In the aftermath of the recent cyberattack on SolarWinds — which The New York Times called “the most sophisticated hacking of government and corporations in history” — there is heightened focus on evaluating the risk profiles of IT monitoring tools.

This scrutiny has resurfaced a longstanding debate around kernel mode vs user mode monitoring agents. While user mode agents have the same privileges as other common applications, kernel mode agents have access to the heart of a system, giving malicious actors free rein during an exploit.

Agents are a common mechanism used by IT monitoring tools to gather data or execute changes to an end user’s system, but there are key differences between user and kernel mode that deserve consideration.

Part of what makes the SolarWinds attack so catastrophic is the legacy kernel architecture of its Orion agent.
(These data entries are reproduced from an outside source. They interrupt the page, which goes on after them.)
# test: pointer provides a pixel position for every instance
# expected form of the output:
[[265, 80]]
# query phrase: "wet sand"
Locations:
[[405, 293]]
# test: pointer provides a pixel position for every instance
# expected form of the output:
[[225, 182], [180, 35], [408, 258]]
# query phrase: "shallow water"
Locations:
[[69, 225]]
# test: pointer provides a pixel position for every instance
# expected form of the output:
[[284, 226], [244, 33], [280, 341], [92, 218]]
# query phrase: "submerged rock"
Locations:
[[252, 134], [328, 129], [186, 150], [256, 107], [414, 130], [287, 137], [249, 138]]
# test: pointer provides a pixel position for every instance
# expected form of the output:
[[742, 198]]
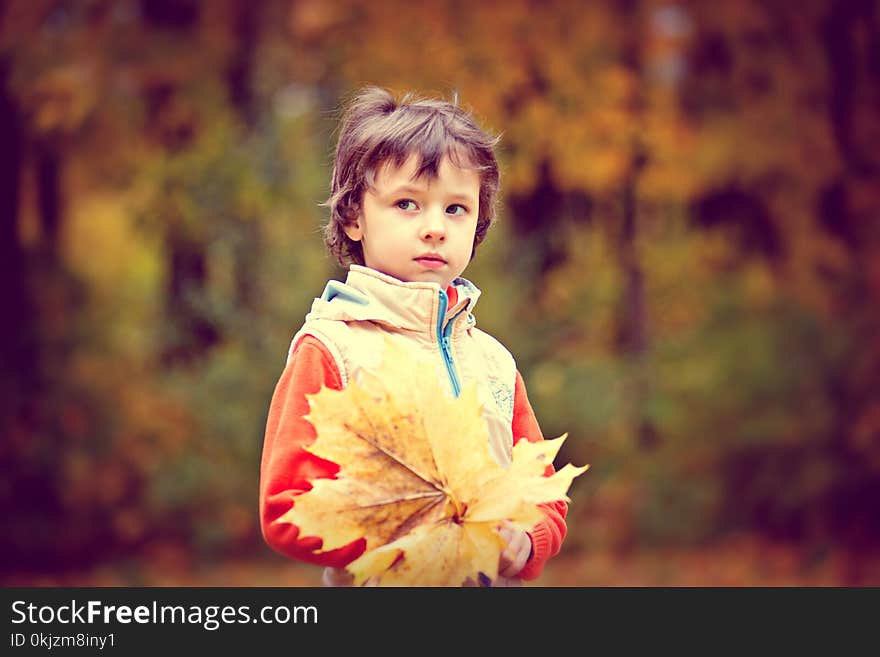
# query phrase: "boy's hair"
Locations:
[[375, 130]]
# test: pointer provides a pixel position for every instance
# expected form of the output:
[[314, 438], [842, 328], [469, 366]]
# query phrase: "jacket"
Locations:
[[342, 333]]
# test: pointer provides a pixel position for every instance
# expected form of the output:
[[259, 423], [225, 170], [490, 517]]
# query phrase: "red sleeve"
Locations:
[[287, 469], [548, 534]]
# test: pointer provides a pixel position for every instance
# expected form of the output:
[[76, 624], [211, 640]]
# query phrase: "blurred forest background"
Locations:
[[686, 265]]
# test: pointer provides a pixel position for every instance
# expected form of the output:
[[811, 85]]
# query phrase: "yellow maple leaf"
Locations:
[[417, 480]]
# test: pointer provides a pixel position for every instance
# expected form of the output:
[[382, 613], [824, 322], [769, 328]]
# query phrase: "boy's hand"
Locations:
[[516, 554]]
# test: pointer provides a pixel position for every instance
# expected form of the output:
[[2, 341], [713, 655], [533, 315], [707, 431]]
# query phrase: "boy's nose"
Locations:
[[433, 228]]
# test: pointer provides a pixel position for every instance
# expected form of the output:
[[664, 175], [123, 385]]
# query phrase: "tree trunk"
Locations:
[[17, 349]]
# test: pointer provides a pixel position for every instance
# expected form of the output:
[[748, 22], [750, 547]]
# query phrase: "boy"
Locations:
[[412, 196]]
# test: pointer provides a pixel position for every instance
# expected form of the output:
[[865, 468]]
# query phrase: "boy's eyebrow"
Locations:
[[414, 189]]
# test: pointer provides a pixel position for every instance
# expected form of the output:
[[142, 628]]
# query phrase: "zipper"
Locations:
[[443, 341]]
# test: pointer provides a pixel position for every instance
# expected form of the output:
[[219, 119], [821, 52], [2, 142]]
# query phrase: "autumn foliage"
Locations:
[[685, 265]]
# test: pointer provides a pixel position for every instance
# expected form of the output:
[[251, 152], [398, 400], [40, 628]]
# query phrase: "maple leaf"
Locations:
[[417, 480]]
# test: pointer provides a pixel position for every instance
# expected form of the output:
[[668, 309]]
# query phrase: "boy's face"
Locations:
[[419, 230]]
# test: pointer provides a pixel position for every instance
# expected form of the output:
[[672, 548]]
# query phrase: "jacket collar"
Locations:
[[370, 295]]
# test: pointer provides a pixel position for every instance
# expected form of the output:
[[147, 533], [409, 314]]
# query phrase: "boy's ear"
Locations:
[[354, 228]]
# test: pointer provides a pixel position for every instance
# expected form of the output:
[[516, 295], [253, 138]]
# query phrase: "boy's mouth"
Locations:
[[430, 260]]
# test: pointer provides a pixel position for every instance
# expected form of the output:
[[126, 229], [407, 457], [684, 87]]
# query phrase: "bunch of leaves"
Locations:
[[417, 479]]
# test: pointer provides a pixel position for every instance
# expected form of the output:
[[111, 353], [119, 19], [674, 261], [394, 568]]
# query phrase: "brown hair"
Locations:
[[376, 129]]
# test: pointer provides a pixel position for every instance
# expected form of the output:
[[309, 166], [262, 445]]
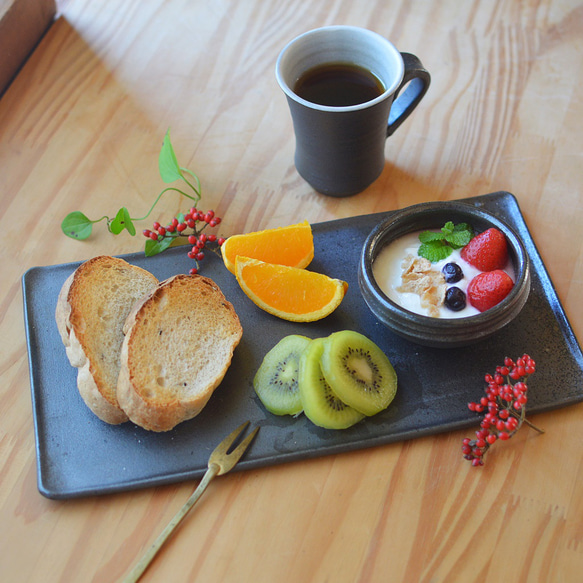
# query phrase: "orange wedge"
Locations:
[[288, 292], [292, 245]]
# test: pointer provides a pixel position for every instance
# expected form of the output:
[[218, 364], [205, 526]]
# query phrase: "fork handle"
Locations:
[[143, 563]]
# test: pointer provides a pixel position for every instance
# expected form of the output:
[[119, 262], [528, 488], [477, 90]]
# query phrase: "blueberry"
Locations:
[[452, 272], [455, 299]]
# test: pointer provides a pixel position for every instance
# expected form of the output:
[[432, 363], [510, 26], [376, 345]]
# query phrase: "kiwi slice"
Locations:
[[359, 371], [321, 406], [276, 381]]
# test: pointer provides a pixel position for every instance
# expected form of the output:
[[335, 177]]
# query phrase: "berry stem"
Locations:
[[533, 426]]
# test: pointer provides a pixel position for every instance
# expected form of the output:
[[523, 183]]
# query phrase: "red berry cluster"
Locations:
[[505, 406], [197, 221]]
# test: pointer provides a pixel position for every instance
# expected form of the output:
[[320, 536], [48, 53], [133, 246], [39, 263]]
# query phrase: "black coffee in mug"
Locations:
[[338, 85]]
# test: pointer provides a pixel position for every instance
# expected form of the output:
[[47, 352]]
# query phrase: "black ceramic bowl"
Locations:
[[441, 332]]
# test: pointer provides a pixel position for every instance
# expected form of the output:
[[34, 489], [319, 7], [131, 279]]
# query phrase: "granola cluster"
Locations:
[[418, 277]]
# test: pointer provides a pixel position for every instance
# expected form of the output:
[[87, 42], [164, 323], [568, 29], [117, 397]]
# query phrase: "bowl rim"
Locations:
[[377, 239]]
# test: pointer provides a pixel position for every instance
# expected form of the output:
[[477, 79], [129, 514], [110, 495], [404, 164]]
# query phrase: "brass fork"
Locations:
[[220, 462]]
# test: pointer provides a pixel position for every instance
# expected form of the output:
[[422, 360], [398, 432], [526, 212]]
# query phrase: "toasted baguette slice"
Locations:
[[178, 345], [92, 307]]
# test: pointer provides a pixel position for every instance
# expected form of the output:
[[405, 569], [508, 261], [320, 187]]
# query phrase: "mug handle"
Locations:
[[419, 79]]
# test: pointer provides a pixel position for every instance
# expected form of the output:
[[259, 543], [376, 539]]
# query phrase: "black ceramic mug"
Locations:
[[340, 144]]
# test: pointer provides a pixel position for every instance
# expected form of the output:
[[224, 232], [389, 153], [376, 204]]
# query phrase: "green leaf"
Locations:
[[167, 162], [122, 221], [459, 239], [77, 226], [448, 228], [429, 236], [154, 247], [434, 251]]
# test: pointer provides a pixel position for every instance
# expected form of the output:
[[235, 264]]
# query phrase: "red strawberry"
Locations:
[[487, 251], [488, 289]]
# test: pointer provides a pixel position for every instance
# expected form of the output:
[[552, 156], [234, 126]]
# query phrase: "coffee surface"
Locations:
[[338, 85]]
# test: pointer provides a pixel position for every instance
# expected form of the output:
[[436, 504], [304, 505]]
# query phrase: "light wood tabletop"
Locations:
[[81, 127]]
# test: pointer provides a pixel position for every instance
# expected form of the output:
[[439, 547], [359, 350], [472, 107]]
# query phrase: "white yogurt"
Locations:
[[387, 272]]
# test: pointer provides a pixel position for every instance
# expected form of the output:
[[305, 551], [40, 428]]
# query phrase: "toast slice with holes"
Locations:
[[92, 307], [179, 343]]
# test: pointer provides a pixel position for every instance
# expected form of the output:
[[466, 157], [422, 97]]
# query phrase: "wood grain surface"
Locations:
[[80, 129]]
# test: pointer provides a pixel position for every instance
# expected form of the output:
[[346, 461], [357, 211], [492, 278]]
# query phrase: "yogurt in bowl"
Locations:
[[402, 229], [396, 260]]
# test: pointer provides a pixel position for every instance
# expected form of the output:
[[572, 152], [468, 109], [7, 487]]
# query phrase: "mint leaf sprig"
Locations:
[[190, 225], [436, 246], [77, 225]]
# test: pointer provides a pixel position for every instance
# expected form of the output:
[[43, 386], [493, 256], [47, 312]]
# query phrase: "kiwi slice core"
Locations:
[[359, 371], [276, 381], [321, 406]]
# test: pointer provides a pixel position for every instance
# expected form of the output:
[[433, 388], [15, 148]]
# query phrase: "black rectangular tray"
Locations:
[[78, 455]]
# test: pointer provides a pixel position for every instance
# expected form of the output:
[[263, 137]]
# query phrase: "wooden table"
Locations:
[[80, 129]]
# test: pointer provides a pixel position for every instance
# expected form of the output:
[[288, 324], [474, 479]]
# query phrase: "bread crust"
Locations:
[[161, 408], [71, 323]]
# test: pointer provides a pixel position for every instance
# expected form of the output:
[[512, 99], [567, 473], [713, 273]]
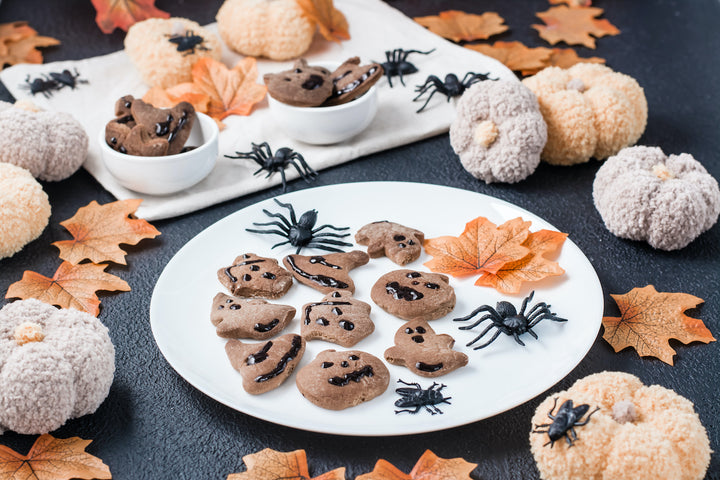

Because SolarWinds' agent runs in kernel mode, it's fairly easy for malicious actors to use it to do illicit activities without being detected because it's acting as the kernel. Once the attackers gained global access privileges, they were able to fly under the radar for over a year, stealing data from at least nine US government agencies and 100 private companies.

And the damage is far from over. Although organizations will have applied the security patch released by SolarWinds to address the vulnerability, this solution only addresses new exploits. Meaning that the attackers who have already found their way in with root access privileges likely remain there undetected.

For those wanting to guard against similar exploits in the future, the least risky option is clear: Don’t use IT monitoring software that requires kernel access. Instead, look for software with architecture that doesn’t rely on legacy on-prem models within today’s cloud-first, highly distributed digital workplace.

But the debate doesn’t end there. A second (and, in our eyes, equally compelling) reason exists to run away from kernel mode agents.

Kernel Mode’s Digital Experience Disruptions

The same flaw that led to the severity of the SolarWinds attack also has implications when it comes to digital employee experience (DEX). Because kernel mode technology has root system access, it interacts directly with users’ hardware which can cause the ultimate experience disruptor: blue screens of death (BSOD).

As an example, one of our competitors whose agent uses kernel mode components was the culprit of so many BSOD among their customers that they had to build a feature called “CrashGuard.”

Not only do BSOD eat into users’ time, but they can also cause the loss of unsaved work and potentially render the system useless, which can require IT intervention up to reinstalling the OS.

Apart from system crashes, components running in kernel mode degrade experience in more insidious ways. Kernel mode activity is accounted for as part of the OS, so any resource consumption gets attributed to kernel mode threads. Just as privileged access makes security exploits much harder to detect, kernel mode resource consumption isn’t visible as any process because it’s treated as part of the OS. So if you have an agent with kernel mode drivers, you may be chewing up a lot of resource and slowing the system down but nobody can see it.